Moreover, lumber pilfering is commonplace, adding untold expense dollars onto the cost of projects, but panels, which are either timber frame or cross-laminated timber, eradicate that problem altogether.

Overall Less Waste

The environmental benefits are manifold, from reduced on-site waste, including excess lumber, to efficient energy consumption.

“There’s a lot less on-site waste and woodcutting,” said Mike Singleton, Executive Director of Sustainable Buildings Canada. “Because you prefabricate the wood, they have high tolerances. There’s quite a move towards structural insulated panels, too. They can be very efficient if you do them right because you’re using wood in the form of carbon capture. The wood industry is a big promoter of that, which is more of a second-order dynamic, but the more obvious one is less waste. As you build them in a factory, if you use structural insulated panels, you can make a highly insulated wall, which will bring advantages in terms of heat loss and so on. I find those are the two compelling environmental aspects of them.”

However, scaling prefabricated housing, while not insuperable, is a noteworthy hurdle with nary a solution seriously proposed.

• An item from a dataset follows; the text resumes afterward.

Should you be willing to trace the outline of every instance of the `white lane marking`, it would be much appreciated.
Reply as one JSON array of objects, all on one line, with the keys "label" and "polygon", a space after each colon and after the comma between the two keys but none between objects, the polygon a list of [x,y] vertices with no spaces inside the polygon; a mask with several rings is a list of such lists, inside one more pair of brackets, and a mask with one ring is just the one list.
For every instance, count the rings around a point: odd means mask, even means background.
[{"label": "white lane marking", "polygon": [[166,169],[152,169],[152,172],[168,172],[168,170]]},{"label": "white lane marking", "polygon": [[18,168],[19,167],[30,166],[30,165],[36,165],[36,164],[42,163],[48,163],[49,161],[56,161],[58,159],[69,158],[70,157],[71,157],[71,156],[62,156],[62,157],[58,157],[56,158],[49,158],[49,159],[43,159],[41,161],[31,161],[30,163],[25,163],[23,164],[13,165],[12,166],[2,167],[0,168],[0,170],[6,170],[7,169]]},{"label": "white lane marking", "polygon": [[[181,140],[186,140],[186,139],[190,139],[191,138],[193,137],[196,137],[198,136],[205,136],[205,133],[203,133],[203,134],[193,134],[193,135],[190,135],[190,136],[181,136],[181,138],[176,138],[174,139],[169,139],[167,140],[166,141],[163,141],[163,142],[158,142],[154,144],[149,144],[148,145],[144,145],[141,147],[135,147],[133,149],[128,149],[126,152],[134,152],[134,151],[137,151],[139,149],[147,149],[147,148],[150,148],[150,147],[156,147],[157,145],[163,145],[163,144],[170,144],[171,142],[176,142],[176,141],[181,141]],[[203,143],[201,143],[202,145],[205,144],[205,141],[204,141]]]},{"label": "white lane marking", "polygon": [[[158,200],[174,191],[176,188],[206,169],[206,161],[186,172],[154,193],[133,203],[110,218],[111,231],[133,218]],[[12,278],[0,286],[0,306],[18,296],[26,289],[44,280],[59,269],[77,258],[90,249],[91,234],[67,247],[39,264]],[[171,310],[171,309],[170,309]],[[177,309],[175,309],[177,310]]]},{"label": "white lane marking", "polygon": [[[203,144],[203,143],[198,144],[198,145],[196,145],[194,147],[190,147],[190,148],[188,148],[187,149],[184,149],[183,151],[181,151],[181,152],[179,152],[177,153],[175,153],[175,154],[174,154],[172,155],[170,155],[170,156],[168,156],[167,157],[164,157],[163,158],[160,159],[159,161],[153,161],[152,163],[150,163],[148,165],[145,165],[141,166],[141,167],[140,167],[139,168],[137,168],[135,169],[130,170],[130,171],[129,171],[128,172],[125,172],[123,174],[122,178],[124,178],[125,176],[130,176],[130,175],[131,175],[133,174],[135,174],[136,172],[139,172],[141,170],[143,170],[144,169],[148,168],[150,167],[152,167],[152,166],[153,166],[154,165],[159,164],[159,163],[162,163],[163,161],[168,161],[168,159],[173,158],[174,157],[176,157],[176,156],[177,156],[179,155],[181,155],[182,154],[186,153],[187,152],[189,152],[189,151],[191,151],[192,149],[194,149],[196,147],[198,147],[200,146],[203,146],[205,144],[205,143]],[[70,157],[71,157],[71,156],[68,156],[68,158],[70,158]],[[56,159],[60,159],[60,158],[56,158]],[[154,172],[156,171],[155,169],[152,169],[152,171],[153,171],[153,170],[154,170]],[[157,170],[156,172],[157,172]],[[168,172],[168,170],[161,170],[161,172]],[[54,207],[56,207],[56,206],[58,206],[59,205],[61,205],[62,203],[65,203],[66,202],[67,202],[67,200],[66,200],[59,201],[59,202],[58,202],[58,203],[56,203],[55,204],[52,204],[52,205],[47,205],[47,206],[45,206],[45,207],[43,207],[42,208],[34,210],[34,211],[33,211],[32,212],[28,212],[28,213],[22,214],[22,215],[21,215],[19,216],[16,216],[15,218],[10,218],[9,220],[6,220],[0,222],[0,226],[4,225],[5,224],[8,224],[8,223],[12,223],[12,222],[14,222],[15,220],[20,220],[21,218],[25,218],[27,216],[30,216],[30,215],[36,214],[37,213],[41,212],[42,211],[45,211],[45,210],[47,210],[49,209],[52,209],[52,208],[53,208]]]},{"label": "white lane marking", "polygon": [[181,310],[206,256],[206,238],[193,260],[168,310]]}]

While there aren’t enough factories specializing in prefabricated housing, it isn’t inconceivable that strategically located factories are built -- for example, one serving the western GTA and another for the eastern portion -- and that might be exactly what needs to happen if there’s any hope of building 1.5M new homes in the next decade across Ontario.

“You have cost related to that because you have to build a factory, and there’s risk in that because to build a factory you have to have a certain amount of production, and if you don’t your factory costs will get out of whack,” Lyall said. “If you build a plant like that, you have a break-even point, which is producing so many units per year to justify it, so there’s a lot of calculation.”